News | January 5, 1999

Dana-Farber Cancer Institute To Investigate Mechanism Of AIDS Treatment

Medical Discoveries, Inc. and the Dana-Farber Cancer Institute (DFCI), a teaching affiliate of Harvard Medical School (HMS) and an NIH-approved AIDS Research Laboratory, have signed a "Research Support Agreement" to confirm and extend the anti-HIV activity of the novel drug therapy, MDI-P.

Preliminary studies of Medical Discoveries' MDI-P treatment have demonstrated a decrease in the production of HIV-1. The Research Plan will further investigate the mechanism by which MDI-P inactivates the virus, and will define its cellular and viral specificity. Importantly, the DFCI will be testing the activity of MDI-P against resistant strains of HIV and against fresh samples of HIV taken from the patient.

All research under this agreement will be conducted under the direction of Dr. Robert Finberg, the principal investigator of the study, a professor of Medicine at HMS and chief of Infectious Disease at the DFCI.

Dr.
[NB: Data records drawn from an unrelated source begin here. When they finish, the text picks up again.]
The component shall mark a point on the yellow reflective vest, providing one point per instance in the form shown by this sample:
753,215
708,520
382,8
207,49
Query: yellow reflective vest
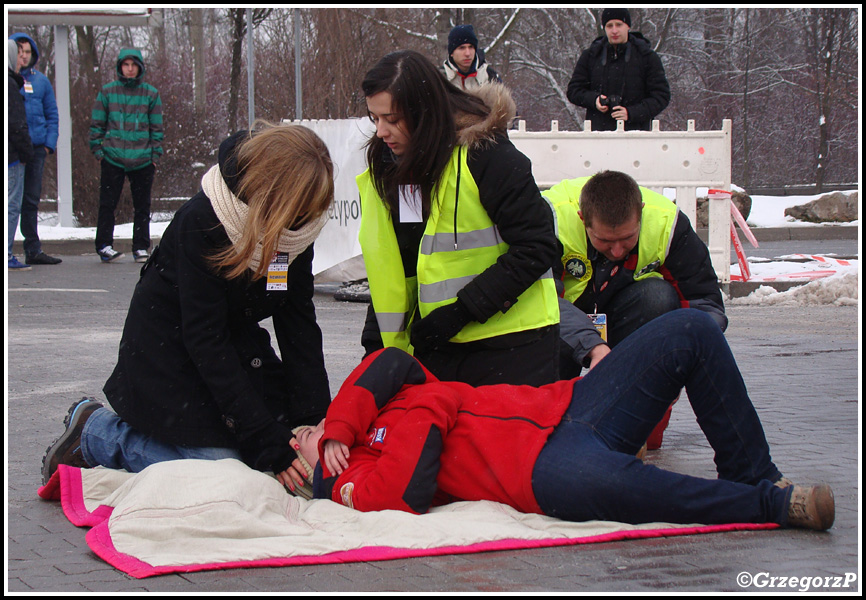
658,219
452,253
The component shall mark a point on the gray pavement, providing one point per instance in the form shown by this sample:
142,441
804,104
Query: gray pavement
800,363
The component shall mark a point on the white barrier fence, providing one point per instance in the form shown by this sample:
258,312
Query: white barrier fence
659,160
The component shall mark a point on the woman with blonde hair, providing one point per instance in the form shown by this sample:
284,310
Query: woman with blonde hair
196,375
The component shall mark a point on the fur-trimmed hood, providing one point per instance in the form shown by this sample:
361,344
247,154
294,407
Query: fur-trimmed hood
473,131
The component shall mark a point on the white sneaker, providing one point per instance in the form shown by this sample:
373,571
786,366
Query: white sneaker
109,254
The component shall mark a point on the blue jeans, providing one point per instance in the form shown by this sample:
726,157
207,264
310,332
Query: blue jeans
588,470
15,187
108,441
110,188
30,203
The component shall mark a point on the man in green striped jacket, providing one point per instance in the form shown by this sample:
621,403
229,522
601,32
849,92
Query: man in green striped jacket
126,137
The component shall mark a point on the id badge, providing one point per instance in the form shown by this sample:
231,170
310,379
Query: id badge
278,273
410,204
600,322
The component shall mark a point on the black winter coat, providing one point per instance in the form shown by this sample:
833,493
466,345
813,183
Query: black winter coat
195,368
18,135
634,72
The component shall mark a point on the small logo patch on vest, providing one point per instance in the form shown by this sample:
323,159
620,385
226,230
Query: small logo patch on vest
578,266
650,268
346,494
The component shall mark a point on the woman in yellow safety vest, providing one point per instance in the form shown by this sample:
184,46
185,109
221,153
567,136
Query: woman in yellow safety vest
456,238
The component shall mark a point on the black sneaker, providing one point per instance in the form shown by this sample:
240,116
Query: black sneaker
42,259
109,254
66,450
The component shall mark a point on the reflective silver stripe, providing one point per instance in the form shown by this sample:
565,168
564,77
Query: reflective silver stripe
445,290
467,240
392,322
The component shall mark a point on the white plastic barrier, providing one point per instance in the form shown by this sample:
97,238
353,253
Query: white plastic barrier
682,160
337,250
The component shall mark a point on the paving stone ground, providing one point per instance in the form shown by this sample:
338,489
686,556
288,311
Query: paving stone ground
800,364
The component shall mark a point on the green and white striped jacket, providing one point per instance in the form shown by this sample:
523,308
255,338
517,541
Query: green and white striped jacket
126,123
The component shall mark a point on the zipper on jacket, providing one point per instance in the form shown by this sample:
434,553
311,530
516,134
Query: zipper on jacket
457,195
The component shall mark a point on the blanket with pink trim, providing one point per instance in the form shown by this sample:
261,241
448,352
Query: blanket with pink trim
192,515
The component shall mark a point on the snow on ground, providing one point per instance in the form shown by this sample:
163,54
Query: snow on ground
841,287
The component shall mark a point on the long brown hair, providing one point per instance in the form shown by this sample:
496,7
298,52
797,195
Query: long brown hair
286,180
427,103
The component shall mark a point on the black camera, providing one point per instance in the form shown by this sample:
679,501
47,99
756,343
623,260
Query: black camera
611,101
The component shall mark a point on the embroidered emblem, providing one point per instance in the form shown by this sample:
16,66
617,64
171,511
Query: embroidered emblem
653,266
578,266
346,494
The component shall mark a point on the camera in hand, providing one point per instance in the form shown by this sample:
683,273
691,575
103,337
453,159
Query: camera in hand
611,101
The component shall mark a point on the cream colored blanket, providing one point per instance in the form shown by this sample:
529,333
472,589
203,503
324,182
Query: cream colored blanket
192,515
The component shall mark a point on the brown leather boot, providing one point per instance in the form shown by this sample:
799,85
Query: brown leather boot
812,507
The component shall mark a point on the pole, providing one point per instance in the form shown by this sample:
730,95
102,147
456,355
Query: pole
251,58
299,102
64,139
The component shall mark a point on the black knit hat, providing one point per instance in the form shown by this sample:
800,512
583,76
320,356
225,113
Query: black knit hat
609,14
462,34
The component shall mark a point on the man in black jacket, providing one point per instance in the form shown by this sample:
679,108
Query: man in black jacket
619,77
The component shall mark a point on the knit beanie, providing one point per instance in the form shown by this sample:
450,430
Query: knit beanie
609,14
462,34
13,55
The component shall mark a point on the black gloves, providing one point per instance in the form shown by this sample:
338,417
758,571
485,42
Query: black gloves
439,326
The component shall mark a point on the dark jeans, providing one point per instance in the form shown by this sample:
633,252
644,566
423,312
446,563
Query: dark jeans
588,470
110,187
498,360
30,203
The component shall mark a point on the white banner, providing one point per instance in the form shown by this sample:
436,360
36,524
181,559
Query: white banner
337,251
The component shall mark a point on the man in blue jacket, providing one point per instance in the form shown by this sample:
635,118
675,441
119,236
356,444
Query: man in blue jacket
42,120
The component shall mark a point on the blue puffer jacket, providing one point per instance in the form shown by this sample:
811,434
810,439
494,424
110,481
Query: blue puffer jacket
39,102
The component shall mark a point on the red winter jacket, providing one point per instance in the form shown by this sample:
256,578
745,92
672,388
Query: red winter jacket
417,442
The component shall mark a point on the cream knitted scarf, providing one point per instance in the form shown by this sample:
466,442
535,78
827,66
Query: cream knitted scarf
232,213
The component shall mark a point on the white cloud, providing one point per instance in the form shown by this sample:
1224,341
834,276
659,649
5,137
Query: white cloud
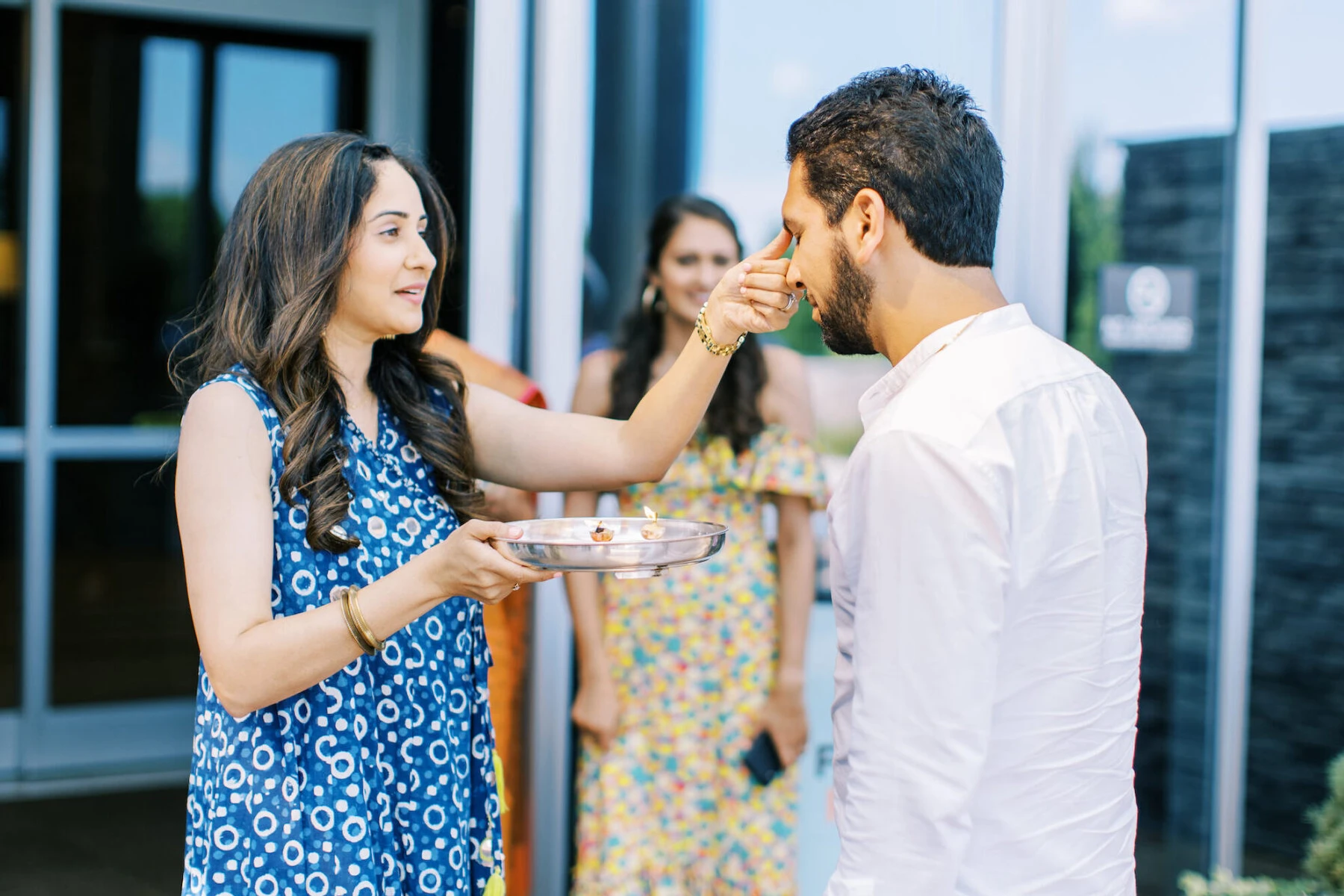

William J. Novick, vice president and chief technical officer of Medical Discoveries says the MDI-P research is important because the treatment works on mechanisms which are different from those targeted by currently approved anti-retroviral agents. "We can categorically say that this drug is not an enzyme inhibitor," Novick says. "I feel very strongly that the potential of this drug against the resistant strains of HIV is every bit as good as against the normal wild strains."